GRAMMAIRES SPÉCULATIVES
À la fin du xiie siècle, un tournant s'opère dans la conception européenne des recherches linguistiques. Jusque-là, la grammaire, fondement de la culture médiévale et premier des « arts libéraux », se donnait pour tâche d'enseigner à bien parler et bien écrire (suivant la définition même de Quintilien), c'est-à-dire à maîtriser le latin et à comprendre la littérature latine. Cette grammatica regularis, fondée sur l'étude de Donat et de Priscien, est une philologie. À partir de 1100, le développement de la dialectique (c'est-à-dire la logique), deuxième des « arts libéraux », pose la question des rapports de celle-ci avec la grammaire. Si Pierre Hélie s'attache à distinguer soigneusement ces disciplines, Pierre Abélard ouvre la voie d'une théorie globale du langage, intégrant grammaire et dialectique. Pour lui, les mots ne réfèrent pas directement aux choses, ils engendrent une intellection (intellectus) orientée vers les choses : le langage intervient donc en tiers dans la connaissance du réel (ce qui explique l'importance de son étude) et la grammaire doit s'adjoindre une théorie de la signification, que peut lui fournir la dialectique — et, d'une façon générale, la philosophie. Ainsi apparaît la possibilité d'une science du signe.
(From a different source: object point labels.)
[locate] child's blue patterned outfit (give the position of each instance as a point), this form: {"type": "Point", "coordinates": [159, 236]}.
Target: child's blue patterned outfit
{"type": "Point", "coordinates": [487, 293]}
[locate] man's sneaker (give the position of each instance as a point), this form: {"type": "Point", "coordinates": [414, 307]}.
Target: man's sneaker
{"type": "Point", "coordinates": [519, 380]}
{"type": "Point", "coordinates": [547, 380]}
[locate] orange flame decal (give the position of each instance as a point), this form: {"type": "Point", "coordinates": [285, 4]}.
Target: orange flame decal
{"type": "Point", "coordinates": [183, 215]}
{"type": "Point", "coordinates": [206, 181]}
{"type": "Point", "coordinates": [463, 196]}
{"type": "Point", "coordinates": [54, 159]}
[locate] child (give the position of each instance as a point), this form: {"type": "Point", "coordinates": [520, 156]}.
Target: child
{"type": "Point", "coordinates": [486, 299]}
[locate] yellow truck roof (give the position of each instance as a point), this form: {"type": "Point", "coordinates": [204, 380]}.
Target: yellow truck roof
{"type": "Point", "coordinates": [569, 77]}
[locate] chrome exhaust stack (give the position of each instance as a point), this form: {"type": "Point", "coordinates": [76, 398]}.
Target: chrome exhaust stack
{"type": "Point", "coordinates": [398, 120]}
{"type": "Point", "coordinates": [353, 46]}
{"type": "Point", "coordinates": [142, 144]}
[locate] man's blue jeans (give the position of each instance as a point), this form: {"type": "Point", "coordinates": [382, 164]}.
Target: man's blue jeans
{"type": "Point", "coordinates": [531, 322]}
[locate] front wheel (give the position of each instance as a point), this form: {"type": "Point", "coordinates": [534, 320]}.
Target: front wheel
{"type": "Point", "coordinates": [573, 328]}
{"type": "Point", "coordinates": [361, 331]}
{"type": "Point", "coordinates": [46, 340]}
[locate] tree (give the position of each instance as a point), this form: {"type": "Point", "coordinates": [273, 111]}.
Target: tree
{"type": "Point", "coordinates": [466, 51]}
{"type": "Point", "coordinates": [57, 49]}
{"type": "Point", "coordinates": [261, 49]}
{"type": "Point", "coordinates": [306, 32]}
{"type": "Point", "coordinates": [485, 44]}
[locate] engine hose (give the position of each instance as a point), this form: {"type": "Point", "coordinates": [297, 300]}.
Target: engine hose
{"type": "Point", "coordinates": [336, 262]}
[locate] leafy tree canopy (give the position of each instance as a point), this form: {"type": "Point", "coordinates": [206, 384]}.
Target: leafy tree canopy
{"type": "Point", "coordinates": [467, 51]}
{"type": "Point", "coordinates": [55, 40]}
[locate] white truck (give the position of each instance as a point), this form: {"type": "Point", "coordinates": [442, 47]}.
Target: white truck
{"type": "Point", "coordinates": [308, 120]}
Ce mouvement fut amplifié et systématisé par une école de grammairiens, dont les travaux s'étendirent sur une centaine d'années (env. 1250-env. 1350). Ces grammairiens bénéficient du développement de la pensée scolastique en tant que pensée unifiée qui adjoint la philosophie aristotélicienne (dont on a, alors, une bonne connaissance) à la théologie et qui permet de situer le langage au sein d'une conception globale du savoir humain. Poursuivant Abélard, mais selon une métaphysique qui a fait défaut à ce dernier, ils postulent que le signe linguistique n'a de lien qu'avec la réalité mentale, qui conceptualise le réel. La grammaire doit donc se fonder sur une théorie, que l'on pourrait dire structurale, de l'activité psychique (la recherche grammaticale est une spéculation) ; elle doit montrer comment la langue reflète (telle un miroir, lat. speculum) les structures de la pensée : la grammaire normative (regularis) cède la place à une grammatica speculativa ; dès lors, l'ars grammatica devient une scientia, et le grammairien un philosophe. Ces grammairiens-philosophes n'ont pas tous été édités, ni étudiés (on souhaiterait connaître, en particulier, le jeu de leurs influences réciproques) ; on citera parmi les plus importants : Roger Bacon (auteur, en 1245, d'une Summa Grammatica, que l'on peut considérer comme le premier essai de grammaire spéculative), Martin de Dacie (De modis significandi, vers 1270), Jean de Dacie (Summa Grammatica, 1280), Michel de Marbais (De modis significandi, vers 1300), Siger de Courtrai (Summa Modorum significandi, vers 1320) et surtout Thomas d'Erfurt (De modis significandi sive grammatica speculativa, 1350).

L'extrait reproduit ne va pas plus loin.